Quais são as principais mudanças estéticas do Tomás em relação às três fases da história?
MARCOS: Na primeira fase, o Tomás tem o cabelo muito ao vento, ele é mais primavera. Já na segunda, ele é um advogado que está mais forte, estabelecido, então tem o cabelo mais na pomada, montado. Na terceira parte, ele está careca. Nós aproveitamos a terceira fase para deixá-lo com menos cabelo, envelhecendo. O tempo passou para o Tomás na prisão, foram muitos anos presos – então, ele ficou muito marcado, com a pele envelhecida.
Como foi manter a contemporaneidade em uma história que se passa em fases e começa nos anos 2000?
MARCOS: Trouxemos características dos anos 1990 para os anos 2000. Na fase de 2006, o tipo de cabelo dos anos 1990 estava em alta – era mais liso, com a pontinha penteada. As maquiagens também eram referência aos anos 1990, com nada muito marcado e mais esfumado. Já na fase de 2016, temos um comecinho de liberdade. E em 2023 toda a liberdade de fato – mostramos muito isso no núcleo estudantil.
Qual foi o seu maior desafio na parte estética?

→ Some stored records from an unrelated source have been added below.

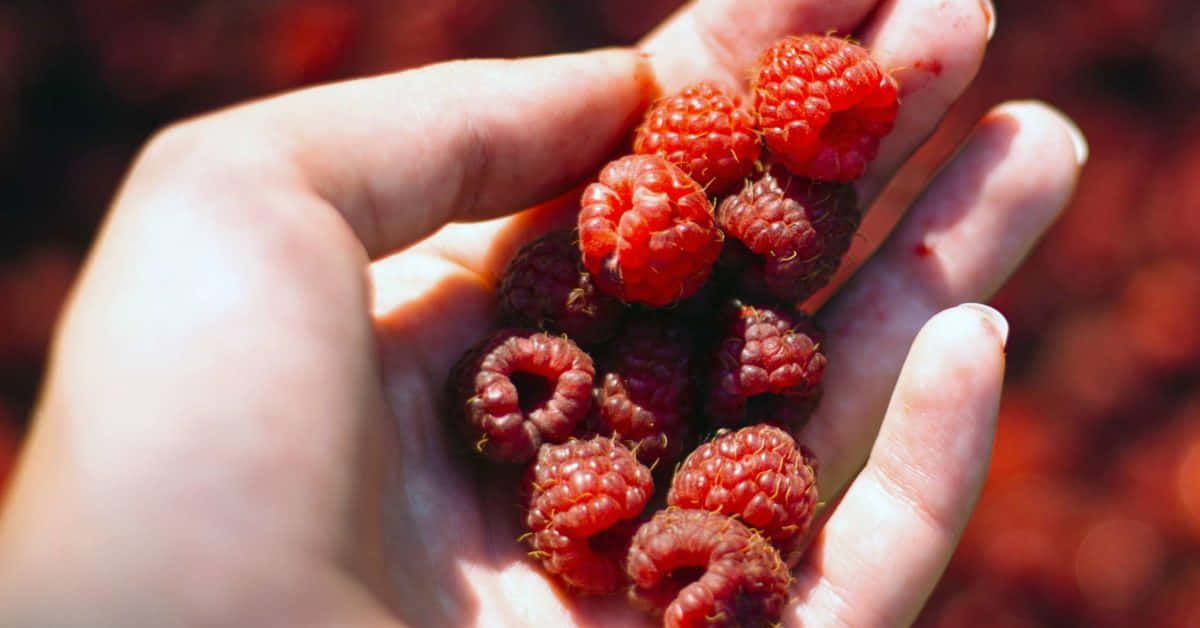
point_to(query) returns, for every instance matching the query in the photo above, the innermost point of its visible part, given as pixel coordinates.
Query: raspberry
(703, 130)
(520, 388)
(822, 105)
(757, 474)
(789, 235)
(738, 578)
(576, 495)
(647, 231)
(546, 287)
(768, 368)
(643, 398)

MARCOS: A pele. Marcar o envelhecimento e colocar brilho, luminosidade, no rejuvenescimento. As manchinhas na pele, uma ruga ou outra. Rejuvenescemos os atores para a primeira fase, em 2006, mas fomos para 2016 envelhecendo eles com rugas, com menos cabelo, com outra cor de cabelo, com perucas. O bluebird [produto de maquiagem] ajudou em todo esse processo, com a base da maquiagem, mas a perucaria também.
Você tem alguma curiosidade sobre a caracterização da Débora?

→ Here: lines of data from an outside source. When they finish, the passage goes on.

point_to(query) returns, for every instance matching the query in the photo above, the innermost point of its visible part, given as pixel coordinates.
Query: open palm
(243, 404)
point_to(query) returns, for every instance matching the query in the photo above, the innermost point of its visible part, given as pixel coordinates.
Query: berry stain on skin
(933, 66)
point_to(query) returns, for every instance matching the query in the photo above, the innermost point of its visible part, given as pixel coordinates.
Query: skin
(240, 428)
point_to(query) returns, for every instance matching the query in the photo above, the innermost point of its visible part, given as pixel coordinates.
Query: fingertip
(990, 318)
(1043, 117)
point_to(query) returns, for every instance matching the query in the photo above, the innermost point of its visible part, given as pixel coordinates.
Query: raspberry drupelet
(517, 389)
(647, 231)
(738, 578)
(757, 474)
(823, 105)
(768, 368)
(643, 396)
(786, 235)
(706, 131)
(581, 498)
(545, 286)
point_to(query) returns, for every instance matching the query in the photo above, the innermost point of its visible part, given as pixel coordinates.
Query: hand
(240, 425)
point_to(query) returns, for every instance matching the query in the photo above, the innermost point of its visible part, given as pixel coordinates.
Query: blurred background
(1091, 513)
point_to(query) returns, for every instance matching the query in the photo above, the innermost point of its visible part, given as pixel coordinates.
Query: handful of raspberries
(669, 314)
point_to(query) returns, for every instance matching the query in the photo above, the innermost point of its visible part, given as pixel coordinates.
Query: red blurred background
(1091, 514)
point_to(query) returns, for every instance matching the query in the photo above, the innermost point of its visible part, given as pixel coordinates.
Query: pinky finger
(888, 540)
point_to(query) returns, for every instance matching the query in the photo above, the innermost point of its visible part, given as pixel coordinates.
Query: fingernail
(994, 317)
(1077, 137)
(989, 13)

MARCOS: A Débora [Martha Nowill] tem uma virada muito forte na história. Ela sempre segurou o irmão, Oscar, na família. Então trouxe para ela uma fidelidade do sexo feminino, tenho experiência em compor meus personagens estudando os traumas que essas pessoas têm. E as mulheres são muito fiéis.
Na primeira fase, o cabelo da Débora é muito escovado, a maquiagem marcada. A cor dela é a púrpura, ela quer chamar atenção até no batom e com um perfume adocicado. Na segunda fase, o cabelo não é mais tão escovado, mas tem um cuidado especial. O púrpura vira médio e vai se esfumando – com menos maquiagem. Na terceira parte, ela tem um cabelo longo e livre, passou um tempo fora, viajou e a maquiagem não fica mais pesada. Ela volta mais livre, mais coração.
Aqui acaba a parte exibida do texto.